Cadonilimab is a first-in-class bispecific antibody that targets both PD-1 and CTLA-4 developed by Akeso. It is a symmetric tetravalent bispecific antibody with a crystallizable fragment (Fc)-null design. In addition to demonstrating biological activity similar to that of the combination of CTLA-4 and PD-1 antibodies, cadonilimab possesses higher binding avidity in a high-density PD-1 and CTLA-4 setting than in a low-density PD-1 setting, while a mono-specific anti-PD-1 antibody does not demonstrate this differential activity. With no binding to Fc receptors, cadonilimab shows minimal antibody-dependent cellular cytotoxicity, antibody-dependent cellular phagocytosis, and interleukin-6 (IL-6)/IL-8 release. These features all likely contribute to significantly lower toxicities of cadonilimab observed in the clinic. Higher binding avidity of cadonilimab in a tumor-like setting and Fc-null design may lead to better drug retention in tumors and improve safety while achieving anti-tumor efficacy.

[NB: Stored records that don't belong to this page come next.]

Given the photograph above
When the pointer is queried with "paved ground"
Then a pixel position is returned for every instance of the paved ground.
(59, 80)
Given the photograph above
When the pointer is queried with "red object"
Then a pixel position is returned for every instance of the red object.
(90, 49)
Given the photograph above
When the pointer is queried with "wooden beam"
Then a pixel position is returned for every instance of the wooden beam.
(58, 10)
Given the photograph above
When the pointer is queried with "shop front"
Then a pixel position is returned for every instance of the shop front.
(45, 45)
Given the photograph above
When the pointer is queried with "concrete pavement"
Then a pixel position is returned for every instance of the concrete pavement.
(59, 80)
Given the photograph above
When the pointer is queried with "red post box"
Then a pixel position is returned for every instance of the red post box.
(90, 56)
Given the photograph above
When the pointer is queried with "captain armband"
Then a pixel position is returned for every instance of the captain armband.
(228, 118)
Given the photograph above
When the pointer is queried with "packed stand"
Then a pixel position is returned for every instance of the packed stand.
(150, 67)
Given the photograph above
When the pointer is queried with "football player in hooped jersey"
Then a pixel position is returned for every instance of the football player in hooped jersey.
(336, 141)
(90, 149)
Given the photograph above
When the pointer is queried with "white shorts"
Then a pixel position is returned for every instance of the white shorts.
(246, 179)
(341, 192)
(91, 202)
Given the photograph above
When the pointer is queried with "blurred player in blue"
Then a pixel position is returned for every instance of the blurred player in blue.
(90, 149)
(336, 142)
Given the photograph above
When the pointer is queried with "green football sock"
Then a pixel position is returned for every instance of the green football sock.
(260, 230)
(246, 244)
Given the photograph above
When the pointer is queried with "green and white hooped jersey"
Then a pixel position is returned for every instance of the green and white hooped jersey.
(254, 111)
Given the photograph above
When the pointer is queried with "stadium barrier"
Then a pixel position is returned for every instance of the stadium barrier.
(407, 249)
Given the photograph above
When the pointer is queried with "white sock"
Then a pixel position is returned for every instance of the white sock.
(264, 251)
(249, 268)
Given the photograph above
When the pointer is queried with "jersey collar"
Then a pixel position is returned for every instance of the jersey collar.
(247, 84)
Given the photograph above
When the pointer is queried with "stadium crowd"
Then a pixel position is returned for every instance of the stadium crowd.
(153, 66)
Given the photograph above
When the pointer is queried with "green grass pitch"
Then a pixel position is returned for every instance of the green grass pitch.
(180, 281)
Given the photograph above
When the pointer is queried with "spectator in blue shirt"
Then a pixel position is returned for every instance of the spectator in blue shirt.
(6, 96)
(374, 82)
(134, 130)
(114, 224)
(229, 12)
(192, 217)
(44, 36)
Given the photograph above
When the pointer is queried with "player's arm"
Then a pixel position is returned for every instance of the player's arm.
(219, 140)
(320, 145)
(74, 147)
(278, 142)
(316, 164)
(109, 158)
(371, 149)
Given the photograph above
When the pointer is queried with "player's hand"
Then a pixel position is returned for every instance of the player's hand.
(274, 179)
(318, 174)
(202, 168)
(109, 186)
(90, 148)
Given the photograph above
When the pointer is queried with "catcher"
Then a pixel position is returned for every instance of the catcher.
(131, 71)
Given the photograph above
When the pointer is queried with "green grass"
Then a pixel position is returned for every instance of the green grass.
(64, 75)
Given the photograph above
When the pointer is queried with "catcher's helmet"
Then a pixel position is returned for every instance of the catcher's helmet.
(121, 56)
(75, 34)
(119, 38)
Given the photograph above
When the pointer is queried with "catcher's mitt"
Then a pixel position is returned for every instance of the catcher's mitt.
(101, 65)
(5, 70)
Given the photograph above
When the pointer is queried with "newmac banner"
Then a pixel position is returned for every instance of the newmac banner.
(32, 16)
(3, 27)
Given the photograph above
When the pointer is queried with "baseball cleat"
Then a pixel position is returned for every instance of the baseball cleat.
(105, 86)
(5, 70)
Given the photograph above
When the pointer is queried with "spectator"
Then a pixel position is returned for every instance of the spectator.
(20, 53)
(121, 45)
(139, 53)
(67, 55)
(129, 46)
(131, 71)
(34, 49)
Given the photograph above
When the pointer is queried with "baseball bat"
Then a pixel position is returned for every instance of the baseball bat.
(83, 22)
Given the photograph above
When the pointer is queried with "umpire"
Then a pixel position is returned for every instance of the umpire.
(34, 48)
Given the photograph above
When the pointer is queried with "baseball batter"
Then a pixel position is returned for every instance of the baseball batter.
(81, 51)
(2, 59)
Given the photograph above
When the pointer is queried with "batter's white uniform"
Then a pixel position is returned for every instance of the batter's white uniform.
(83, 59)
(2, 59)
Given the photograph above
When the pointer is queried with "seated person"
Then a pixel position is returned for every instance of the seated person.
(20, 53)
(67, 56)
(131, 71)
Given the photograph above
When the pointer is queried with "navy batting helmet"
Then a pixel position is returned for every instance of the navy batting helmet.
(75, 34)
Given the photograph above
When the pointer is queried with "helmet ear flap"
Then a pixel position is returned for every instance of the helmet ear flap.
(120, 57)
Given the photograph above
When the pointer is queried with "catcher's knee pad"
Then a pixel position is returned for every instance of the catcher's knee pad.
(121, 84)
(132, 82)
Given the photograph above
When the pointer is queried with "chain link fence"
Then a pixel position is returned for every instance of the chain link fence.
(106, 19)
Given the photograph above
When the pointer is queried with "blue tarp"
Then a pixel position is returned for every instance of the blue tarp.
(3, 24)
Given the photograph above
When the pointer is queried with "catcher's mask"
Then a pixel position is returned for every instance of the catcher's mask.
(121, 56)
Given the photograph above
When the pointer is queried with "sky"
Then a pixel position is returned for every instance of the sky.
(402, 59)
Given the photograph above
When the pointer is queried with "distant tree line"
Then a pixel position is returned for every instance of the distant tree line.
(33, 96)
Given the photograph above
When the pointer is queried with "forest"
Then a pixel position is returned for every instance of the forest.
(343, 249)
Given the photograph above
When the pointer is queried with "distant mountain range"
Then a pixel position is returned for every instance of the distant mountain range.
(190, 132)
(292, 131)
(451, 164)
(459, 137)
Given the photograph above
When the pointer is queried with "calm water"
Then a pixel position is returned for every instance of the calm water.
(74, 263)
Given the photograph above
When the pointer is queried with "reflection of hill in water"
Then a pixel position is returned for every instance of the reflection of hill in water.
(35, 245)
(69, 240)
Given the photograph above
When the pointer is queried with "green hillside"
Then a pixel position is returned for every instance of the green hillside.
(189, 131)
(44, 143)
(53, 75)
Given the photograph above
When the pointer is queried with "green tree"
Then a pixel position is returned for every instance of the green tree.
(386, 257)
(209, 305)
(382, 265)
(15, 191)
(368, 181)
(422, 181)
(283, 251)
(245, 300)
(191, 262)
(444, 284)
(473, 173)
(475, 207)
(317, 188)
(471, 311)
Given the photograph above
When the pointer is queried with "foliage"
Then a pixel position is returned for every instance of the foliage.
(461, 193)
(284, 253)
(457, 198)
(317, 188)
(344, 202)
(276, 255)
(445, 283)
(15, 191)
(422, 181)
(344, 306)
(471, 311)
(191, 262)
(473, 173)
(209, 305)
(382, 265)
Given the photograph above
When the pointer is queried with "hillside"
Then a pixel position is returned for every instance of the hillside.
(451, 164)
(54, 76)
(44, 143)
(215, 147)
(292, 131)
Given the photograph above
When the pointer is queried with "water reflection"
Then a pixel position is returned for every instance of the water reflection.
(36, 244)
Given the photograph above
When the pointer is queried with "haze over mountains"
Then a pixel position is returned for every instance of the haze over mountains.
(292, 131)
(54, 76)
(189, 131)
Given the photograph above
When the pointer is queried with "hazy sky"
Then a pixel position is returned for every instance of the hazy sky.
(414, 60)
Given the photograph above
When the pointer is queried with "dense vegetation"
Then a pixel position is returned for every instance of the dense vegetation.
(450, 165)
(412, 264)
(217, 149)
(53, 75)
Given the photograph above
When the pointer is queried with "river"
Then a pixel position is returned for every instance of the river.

The China National Medical Products Administration has approved cadonilimab for recurrent or metastatic cervical cancer. Cadonilimab has been included and recommended in multiple clinical guidelines such as CSCO. Cadonilimab has been engaged in more than 60 ongoing clinical trials including investigator-initiated studies. Phase 3 study of cadonilimab for first-line treatment of gastric cancer has met its endpoint of PFS. A phase 3 study of cadonilimab as an adjuvant treatment for hepatocellular carcinoma is ongoing. Furthermore, a Phase 3 study comparing cadonilimab with chemotherapy to tislelizumab Injection with chemotherapy is underway for the first-line treatment of PD-L1 expression-negative non-small cell lung cancer.
About Akeso, Inc.
Akeso (HKEX: 09926) is a commercial-stage biopharmaceutical company committed to discovering, developing, manufacturing, and commercializing innovative medicines that address significant medical needs globally. Since our inception, we have established a distinctive and integrated R&D innovation system with the comprehensive end-to-end drug development platform (ACE Platform) and bi-specific antibody drug development technology (Tetrabody) as the fundamental components, a GMP-compliant manufacturing system and a commercialization system with an advanced operation mode.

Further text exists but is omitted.